(622l) Generation of Cardiac Cell Lineages from Human Pluripotent Stem Cells By Modulation of WNT Signaling Via Small Molecules

Bao, X., University of Wisconsin Madison

Human pluripotent stem cell (hPSC)-derived cardiomyocytes, endothelial cells and their progenitors are important tools for cardiovascular research and have significant therapeutic potentials. During the past 10 years, rapid methodological developments for creating de novo cardiac lineages have been made. However, most of these approaches require animal cells, fetal bovine serum, or various cytokines, limiting their application for large-scale cardiac lineage production for therapeutic applications.
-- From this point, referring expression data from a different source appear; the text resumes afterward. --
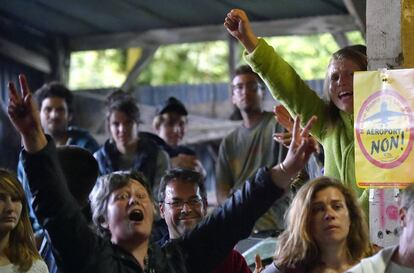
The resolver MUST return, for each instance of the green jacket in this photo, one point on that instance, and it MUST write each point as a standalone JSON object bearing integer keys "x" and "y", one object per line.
{"x": 289, "y": 89}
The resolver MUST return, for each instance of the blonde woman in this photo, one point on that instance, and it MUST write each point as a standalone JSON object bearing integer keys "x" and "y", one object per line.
{"x": 18, "y": 252}
{"x": 326, "y": 231}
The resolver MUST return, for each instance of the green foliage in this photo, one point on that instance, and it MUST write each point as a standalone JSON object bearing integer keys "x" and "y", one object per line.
{"x": 187, "y": 63}
{"x": 199, "y": 62}
{"x": 97, "y": 69}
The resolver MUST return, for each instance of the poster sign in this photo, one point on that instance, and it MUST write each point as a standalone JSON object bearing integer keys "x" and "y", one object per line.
{"x": 384, "y": 128}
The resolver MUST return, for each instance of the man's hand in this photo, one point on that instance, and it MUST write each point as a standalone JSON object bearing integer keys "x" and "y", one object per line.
{"x": 25, "y": 117}
{"x": 238, "y": 25}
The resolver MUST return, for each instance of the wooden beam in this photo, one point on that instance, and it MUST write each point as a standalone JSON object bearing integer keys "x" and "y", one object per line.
{"x": 384, "y": 51}
{"x": 358, "y": 9}
{"x": 146, "y": 55}
{"x": 340, "y": 39}
{"x": 25, "y": 56}
{"x": 297, "y": 26}
{"x": 60, "y": 60}
{"x": 384, "y": 34}
{"x": 407, "y": 32}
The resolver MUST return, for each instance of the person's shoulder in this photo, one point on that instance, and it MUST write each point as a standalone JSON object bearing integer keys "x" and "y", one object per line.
{"x": 375, "y": 263}
{"x": 77, "y": 131}
{"x": 38, "y": 266}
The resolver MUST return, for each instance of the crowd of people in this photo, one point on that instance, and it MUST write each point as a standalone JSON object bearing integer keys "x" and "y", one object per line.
{"x": 138, "y": 203}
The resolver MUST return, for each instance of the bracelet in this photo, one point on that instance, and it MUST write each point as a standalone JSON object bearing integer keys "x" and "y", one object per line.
{"x": 282, "y": 167}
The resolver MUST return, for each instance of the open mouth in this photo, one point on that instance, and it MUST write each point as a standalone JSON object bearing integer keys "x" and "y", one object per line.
{"x": 136, "y": 215}
{"x": 345, "y": 94}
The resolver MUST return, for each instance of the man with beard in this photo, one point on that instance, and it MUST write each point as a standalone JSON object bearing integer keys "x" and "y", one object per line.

Here, we show that temporal Wnt signaling modulation is both necessary and sufficient for cardiomyocyte and endothelial cell specification from hPSCs under chemically-defined, albumin-free conditions. Firstly, we systematically optimized our previous GiWi protocol for cardiac differentiation, and found that RPMI basal medium alone is sufficient to support hPSC differentiation to cardiomyocytes with a purity of more than 90%. In addition, we developed a robust endothelial progenitor differentiation platform that uses a minimalistic medium, consisting of only DMEM and ascorbic acid, via modulation of canonical Wnt signaling pathway. These two fully defined platforms should facilitate large-scale production of xeno-free cardiomyocytes and endothelial cells respectively for both research and clinical applications.